In the workshops I present attendees learn from each other as well as from me.  Here are two oh-so-brilliant ideas that came from attendees.

How to get your organization away from using green and red

As Kelly Martin has written, in addition to red and green being so hard to “un-ugly”, if any of your dashboard users are colorblind your red / green color combinations will look like a “sea of baby poo.”

But you may get some resistance from people when you try to replace the red or the green with something else. That’s what happened to one workshop attendee when she tried to get people to use a red and blue dashboard. She was told “please revert to the way we’ve always done it and use red and green.”

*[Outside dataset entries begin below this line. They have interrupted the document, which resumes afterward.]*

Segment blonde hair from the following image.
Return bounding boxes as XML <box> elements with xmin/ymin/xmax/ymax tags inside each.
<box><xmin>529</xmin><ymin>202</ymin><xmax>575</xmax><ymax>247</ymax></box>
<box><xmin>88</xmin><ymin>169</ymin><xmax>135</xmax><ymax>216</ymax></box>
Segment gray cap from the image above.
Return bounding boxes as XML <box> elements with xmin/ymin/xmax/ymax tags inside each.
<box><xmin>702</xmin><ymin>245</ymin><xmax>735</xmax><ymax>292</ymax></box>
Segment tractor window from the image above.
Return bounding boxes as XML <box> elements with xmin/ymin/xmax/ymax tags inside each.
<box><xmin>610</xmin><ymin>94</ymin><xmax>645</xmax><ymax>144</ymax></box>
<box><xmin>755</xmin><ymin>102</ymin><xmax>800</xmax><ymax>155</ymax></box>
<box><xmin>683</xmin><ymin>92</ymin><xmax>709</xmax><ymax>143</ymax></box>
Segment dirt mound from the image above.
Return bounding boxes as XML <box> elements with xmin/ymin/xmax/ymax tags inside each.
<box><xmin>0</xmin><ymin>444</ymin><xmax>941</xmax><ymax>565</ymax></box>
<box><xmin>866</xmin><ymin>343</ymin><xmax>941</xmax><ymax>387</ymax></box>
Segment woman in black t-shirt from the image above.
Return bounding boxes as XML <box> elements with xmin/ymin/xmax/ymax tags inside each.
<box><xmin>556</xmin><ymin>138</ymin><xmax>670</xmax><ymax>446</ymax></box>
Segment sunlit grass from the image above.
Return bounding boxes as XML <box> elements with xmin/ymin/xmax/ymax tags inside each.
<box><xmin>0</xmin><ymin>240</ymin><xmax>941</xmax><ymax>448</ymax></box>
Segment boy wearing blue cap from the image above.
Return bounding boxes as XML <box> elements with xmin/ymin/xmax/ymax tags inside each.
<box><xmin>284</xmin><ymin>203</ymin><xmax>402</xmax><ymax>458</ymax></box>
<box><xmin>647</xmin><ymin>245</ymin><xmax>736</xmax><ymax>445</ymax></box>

So, what did this person do?

Over the course of six months she gradually altered the green, adding a little bit of blue to it, so that you really couldn’t see any changes on a day-to-day basis. But at the end of the six months, the green was now completely blue. 

Brilliant. It reminds me of developing an immunity to iocane powder from The Princess Bride.

Figure 1 – How one resourceful data visualization specialist weened her company off of red and green.
Turn the green into blue. Gradually.

And as far as her stakeholders were concerned, they had always used red and blue!

Using dark background dashboards to change behavior

During the workshop attendees and I will engage in a discussion of the pros and cons of dashboards that use dark backgrounds. This affords me the opportunity to showcase the superb work of Adam Crahen and Curtis Harris from Pluralsight.

Figure 2 — An example of a dark background dashboards you’ll find from Pluralsight.

(If you are wondering why you see so many dark background dashboards from Pluralsight it is because the core consumers of these particular dashboards are coders and the coders tend to prefer screens with dark backgrounds.)

I ask attendees before they consider whether dashboards with dark backgrounds would be a good or bad idea for their organization, what is the one question they should ask first?

“Will people need to print the dashboard?”

If the answer is “yes”, then, unless you are a shareholder in Epson or HP, you should NOT create dashboards with dark backgrounds as it’s printing will require a ridiculous amount of ink and / or toner…

… and that’s exactly why one organization did adopt dark background dashboards. They didn’t want people (particularly senior management) to print them. And if somebody did print them, the CFO went ballistic. 

The experiment worked! People stopped printing.

Again, brilliant.

Now, must you use a dark background dashboard, or might a Financial Times-like tan-colored dashboard, which is my personal preference, work? I’m not sure but I suspect anything that places a time and money premium on printing would help ween people off printing, and I think that’s a great thing.

Anyone else?

Do you have any examples where you “nudged” people towards desirable behavior using some type of benevolent data visualization manipulation? I’d love to hear about it.